Alec Baldwin, armorer charged with involuntary manslaughter in shooting on "Rust" set

Alec Baldwin, armorer charged with involuntary manslaughter in shooting on "Rust" set
AP Photo/John Minchillo

More than a year after a gun held by actor Alec Baldwin discharged on the set of the movie “Rust” in New Mexico, killing cinematographer Halyna Hutchins, prosecutors in Santa Fe, New Mexico have decided to charge Baldwin and Hannah Gutierrez-Reed, the film’s armorer, with two counts of involuntary manslaughter. Additionally, Santa Fe First Judicial District Attorney Mary Carmack-Altwies and special prosecutor Andrea Reeb announced that “Rust” first assistant director David Halls has agreed to plead guilty to charges of negligent use of a deadly weapon.


Conviction on the involuntary manslaughter charge could result in an 18-month sentence, but Carmack-Altweis is also going for a firearm enhancement that could add on a mandatory five years behind bars upon conviction.

Baldwin and the movie’s armorer, Hannah Gutierrez-Reed, each will be charged with two counts of involuntary manslaughter. One of the counts is for involuntary manslaughter, in which prosecutors will have to prove there is underlying negligence, prosecutors said. This is a fourth-degree felony that carries a sentence of up to 18 months in jail and a $5,000 fine.

The second charge is involuntary manslaughter in the commission of a lawful act, a more severe charge which requires proof that there was more than simple negligence involved in a death, prosecutors said. This charge includes a firearm enhancement, which adds a mandatory penalty of five years in jail.

Baldwin and Gutierrez-Reed will be charged under a standard called “charged in the alternative.” If the case ends up going to trial, a jury will determine which of the two charges they’re guilty of.

That’s a pretty big “if”, honestly. Halls received six months probation and a suspended sentence after taking the plea deal offered by prosecutors, and while Baldwin and Gutierrez-Reed might not get as sweet an offer as that one, I’m sure that some deal will be dangled before a jury is seated. For the moment, however, both defendants sound like they’re planning on defending themselves.

The prosecutors’ decision is “a terrible miscarriage of justice,” said Luke Nikas, Baldwin’s attorney. “Mr. Baldwin had no reason to believe there was a live bullet in the gun – or anywhere on the movie set. He relied on the professionals with whom he worked, who assured him the gun did not have live rounds. We will fight these charges, and we will win.”

Gutierrez-Reed’s attorneys called it a “very flawed investigation” in a statement Thursday.
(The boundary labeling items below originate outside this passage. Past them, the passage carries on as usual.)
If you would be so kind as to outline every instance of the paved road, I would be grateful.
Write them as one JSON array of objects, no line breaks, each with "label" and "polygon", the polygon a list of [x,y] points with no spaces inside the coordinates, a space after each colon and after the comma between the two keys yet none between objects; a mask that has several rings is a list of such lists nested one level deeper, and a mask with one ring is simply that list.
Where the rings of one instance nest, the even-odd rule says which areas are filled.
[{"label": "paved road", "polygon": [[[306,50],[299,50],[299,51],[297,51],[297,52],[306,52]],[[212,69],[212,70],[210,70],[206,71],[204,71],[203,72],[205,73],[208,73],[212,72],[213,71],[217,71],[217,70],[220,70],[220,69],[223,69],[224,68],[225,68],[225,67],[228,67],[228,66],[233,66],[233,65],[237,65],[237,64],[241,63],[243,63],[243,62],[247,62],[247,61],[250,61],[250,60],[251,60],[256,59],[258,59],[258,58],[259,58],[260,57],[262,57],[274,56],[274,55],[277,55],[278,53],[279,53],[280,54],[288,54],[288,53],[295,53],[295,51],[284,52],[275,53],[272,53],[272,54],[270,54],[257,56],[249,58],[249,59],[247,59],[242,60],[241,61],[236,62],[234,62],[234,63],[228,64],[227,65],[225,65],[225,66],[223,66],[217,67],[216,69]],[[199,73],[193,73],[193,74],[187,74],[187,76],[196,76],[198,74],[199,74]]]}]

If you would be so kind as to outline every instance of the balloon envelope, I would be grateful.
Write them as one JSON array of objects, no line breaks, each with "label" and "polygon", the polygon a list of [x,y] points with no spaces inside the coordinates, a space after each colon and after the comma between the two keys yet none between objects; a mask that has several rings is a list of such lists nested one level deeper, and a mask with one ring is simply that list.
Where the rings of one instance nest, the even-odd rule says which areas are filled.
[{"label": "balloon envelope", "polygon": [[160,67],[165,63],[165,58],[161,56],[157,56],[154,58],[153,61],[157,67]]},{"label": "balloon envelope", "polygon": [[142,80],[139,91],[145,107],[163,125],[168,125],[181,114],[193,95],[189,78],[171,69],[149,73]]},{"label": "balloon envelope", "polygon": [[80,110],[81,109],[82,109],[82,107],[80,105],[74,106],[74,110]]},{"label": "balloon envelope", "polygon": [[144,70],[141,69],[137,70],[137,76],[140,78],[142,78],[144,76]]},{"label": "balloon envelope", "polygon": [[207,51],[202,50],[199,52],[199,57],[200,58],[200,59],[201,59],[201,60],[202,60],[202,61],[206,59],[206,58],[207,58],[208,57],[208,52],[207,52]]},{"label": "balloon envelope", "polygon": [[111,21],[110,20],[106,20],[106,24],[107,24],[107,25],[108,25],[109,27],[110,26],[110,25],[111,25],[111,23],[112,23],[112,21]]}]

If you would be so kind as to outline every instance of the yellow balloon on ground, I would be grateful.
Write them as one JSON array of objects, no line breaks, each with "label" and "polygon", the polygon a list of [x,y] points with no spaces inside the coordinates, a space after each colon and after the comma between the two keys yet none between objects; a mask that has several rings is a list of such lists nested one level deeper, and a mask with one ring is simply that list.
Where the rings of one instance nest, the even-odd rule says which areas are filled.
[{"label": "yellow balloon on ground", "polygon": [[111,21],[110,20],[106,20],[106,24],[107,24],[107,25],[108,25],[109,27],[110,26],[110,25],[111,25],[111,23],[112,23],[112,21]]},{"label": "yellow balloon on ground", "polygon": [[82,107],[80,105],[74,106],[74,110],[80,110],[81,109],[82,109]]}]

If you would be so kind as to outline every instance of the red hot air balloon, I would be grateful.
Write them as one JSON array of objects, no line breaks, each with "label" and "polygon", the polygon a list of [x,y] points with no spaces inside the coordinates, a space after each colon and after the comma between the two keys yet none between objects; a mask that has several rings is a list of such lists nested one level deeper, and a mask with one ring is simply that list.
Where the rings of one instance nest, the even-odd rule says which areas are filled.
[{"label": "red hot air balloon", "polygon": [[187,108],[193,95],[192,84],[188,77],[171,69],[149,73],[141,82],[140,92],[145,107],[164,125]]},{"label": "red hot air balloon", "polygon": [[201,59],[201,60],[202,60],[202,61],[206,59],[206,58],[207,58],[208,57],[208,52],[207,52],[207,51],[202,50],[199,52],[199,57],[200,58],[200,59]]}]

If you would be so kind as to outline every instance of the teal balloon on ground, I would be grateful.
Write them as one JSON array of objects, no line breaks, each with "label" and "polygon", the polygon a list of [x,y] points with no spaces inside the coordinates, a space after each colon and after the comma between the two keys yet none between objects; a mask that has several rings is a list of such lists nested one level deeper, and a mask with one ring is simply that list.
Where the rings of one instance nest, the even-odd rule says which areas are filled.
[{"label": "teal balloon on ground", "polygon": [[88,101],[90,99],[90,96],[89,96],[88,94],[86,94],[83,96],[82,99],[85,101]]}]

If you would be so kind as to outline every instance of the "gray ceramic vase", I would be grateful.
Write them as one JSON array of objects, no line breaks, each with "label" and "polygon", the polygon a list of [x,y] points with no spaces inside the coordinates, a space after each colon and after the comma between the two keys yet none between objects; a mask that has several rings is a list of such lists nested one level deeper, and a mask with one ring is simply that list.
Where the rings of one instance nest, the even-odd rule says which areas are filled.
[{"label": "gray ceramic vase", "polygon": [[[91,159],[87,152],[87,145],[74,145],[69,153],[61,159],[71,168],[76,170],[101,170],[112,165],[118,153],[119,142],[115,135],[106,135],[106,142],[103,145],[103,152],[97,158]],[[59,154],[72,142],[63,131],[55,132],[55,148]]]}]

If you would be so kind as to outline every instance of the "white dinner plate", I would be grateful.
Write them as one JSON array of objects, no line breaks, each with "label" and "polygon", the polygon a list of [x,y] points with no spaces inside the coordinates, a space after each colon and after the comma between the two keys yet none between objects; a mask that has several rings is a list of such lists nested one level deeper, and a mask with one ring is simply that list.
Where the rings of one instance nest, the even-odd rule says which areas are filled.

“Hannah is, and has always been, very emotional and sad about this tragic accident. But she did not commit involuntary manslaughter,” they said.


Baldwin has maintained that he didn’t pull the trigger of the single-action revolver, which had been loaded with live rounds instead of dummy ammunition. Instead, he says the gun fired on his own; something the FBI was unable to replicate when it examined and tested the firearm.

Accidental discharge testing determined that the firearm used in the shooting — a .45 Colt (.45 Long Colt) caliber F.lli Pietta single-action revolver — could not have fired without the trigger being pulled, the FBI report shows.

With the hammer in the quarter- and half-cock positions, the gun “could not be made to fire without a pull of the trigger,” the report stated.

With the hammer fully cocked, the gun “could not be made to fire without a pull of the trigger while the working internal components were intact and functional,” the report stated.

With the hammer de-cocked on a loaded chamber, the gun was able to detonate a primer “without a pull of the trigger when the hammer was struck directly,” which is normal for this type of revolver, the report stated.

On the day of the shooting, Hall picked up the revolver and handed it to Gutierrez-Reed, who in turn gave it to Baldwin. None of the three apparently checked to ensure that the gun contained dummy rounds instead of live ammunition, but Baldwin has maintained that doing so wouldn’t be standard procedure for an actor. Instead, he and his attorneys have argued that making sure the gun was safe was the responsibility of crew members like Hall and Gutierrez-Reed.


A lawsuit filed against Baldwin and other “Rust” producers by Hutchins family was settled last year, and I wouldn’t be surprised if the criminal charges are also resolved via a plea deal before a trial takes place. So far Baldwin’s been eager to argue his case in the court of public opinion but we’ll see if that bravado lasts when his stage is an actual courtroom instead.